First enter the species name of "Human" in the first "Species" text box. Now click on the 'Browse' button next to the sequence input box and then select /examples/seq/human_mck_pro.fa file. Do the same in the next two sequence input boxes selecting mouse_mck_pro.fa and rabbit_mck_pro.fa as shown below. Make sure to give them a species name as well. Note that you can create annotation files using the mussa Annotation File Format to add annotations to your sequence.

Choose sequences

Click the create button and in a few moments you should see something similar to the following screen shot.

Mussagl Demo

By default your analysis is NOT saved. If you try to close an analysis without saving, you will be prompted with a dialog box asking you if you would like to save your analysis. The Saving section for details on saving your analysis. When saving, choose directory and give the analysis the name demo_w30_t20. If you close and reopen Mussagl, you will then be able to load the saved analysis. See Load an analysis section below for details.

Load a mussa parameter file

If you prefer, you can define your Mussa analysis using the Mussa parameter file. See the Parameter File Format section for details on creating a .mupa file.

Once you have a .mupa file created, load Mussagl and select the File > Create Analysis from File menu option. Select the .mupa file and click open.

Load Mussa Parameters

If you would like to see an example, you can load the mck3test.mupa file in the examples directory that comes with Mussagl or read the Step 5 - Create Analysis section from the Obtaining Input Data - Continued section.

Load Mussa Parameters Dialog

Load an analysis

To load a previously run analysis open Mussagl and select the File > Open Existing Analysis menu option.
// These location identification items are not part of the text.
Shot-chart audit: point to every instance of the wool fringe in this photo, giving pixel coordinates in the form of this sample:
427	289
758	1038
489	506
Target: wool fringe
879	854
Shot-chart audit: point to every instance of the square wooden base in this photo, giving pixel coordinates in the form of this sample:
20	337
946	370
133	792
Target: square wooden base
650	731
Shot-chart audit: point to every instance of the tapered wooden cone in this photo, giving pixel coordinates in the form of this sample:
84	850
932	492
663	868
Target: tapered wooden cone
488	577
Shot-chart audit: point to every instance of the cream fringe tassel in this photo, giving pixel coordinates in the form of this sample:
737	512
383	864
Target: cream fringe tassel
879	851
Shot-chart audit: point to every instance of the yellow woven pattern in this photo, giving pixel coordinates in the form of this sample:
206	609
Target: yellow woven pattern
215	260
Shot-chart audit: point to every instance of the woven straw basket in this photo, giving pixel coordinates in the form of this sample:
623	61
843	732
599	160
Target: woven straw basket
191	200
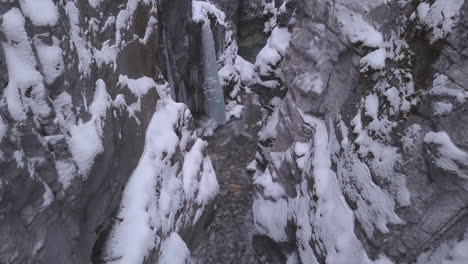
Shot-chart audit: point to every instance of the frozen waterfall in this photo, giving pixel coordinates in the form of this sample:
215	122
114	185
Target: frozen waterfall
212	90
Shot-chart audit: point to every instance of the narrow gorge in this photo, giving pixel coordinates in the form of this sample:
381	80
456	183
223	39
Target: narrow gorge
234	131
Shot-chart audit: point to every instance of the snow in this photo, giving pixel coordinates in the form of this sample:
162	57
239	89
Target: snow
162	193
270	218
22	73
18	155
3	129
95	3
374	60
201	11
209	186
66	171
233	109
269	130
279	39
441	108
357	29
409	137
192	163
271	190
246	69
309	82
372	105
84	54
440	16
107	55
214	104
85	139
174	250
442	86
40	12
393	96
138	87
50	57
272	53
125	19
450	252
451	157
333	220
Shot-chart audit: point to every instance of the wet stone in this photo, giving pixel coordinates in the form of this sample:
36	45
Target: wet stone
232	148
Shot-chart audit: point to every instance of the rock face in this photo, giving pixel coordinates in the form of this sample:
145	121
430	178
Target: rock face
80	83
365	160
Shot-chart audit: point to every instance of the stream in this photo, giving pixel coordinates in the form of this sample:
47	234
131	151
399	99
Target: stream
231	148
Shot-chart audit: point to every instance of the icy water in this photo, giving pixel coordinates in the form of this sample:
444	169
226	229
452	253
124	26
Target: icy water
232	148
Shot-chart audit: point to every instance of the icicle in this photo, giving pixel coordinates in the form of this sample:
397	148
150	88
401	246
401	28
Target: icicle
168	65
212	90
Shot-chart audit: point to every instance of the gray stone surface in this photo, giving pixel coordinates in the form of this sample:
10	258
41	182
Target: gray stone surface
426	200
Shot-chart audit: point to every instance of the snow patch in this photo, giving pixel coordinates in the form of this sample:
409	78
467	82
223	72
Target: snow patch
40	12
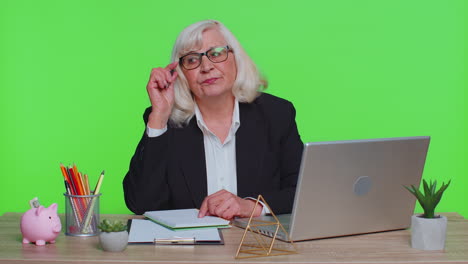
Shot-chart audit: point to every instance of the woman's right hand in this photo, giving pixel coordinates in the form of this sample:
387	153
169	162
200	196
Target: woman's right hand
160	89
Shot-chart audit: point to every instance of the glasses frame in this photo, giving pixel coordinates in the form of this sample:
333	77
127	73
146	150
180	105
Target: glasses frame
206	54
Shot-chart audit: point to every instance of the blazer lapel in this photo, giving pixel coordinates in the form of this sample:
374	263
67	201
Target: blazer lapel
250	147
192	161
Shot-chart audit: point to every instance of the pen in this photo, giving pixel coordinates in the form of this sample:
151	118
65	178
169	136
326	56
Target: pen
89	212
174	240
72	203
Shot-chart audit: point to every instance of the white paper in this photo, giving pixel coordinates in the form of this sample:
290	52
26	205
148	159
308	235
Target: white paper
184	218
144	231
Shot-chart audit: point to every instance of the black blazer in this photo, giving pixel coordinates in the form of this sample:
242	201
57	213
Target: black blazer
169	171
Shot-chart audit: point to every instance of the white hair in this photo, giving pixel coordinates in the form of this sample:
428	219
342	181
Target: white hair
247	85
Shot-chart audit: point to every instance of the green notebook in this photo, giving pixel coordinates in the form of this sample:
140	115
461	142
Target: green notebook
185	218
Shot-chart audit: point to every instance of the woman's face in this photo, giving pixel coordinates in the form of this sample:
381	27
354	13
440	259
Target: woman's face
211	80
Select an analysis directory and click open.

Load Analysis Menu

Main Window

DNA Sequence (black bars)

Sequence Bar

Each of the black bars represents one of the loaded sequences, in this case the sequence around the gene 'MCK' in human, mouse, and rabbit.

Annotation

Annotation

Annotation shown in green on sequence bar.

Annotations can be included on any of the sequences using the Load a mussa parameter file or Create a new analysis method of loading your sequences. You can define annotations by location or using an exact sub-sequence or a FASTA sequence of the section of DNA you wish to annotate. See the Annotation File Format section for details.

Motif

Motif

Motif shown in light blue on sequence bar.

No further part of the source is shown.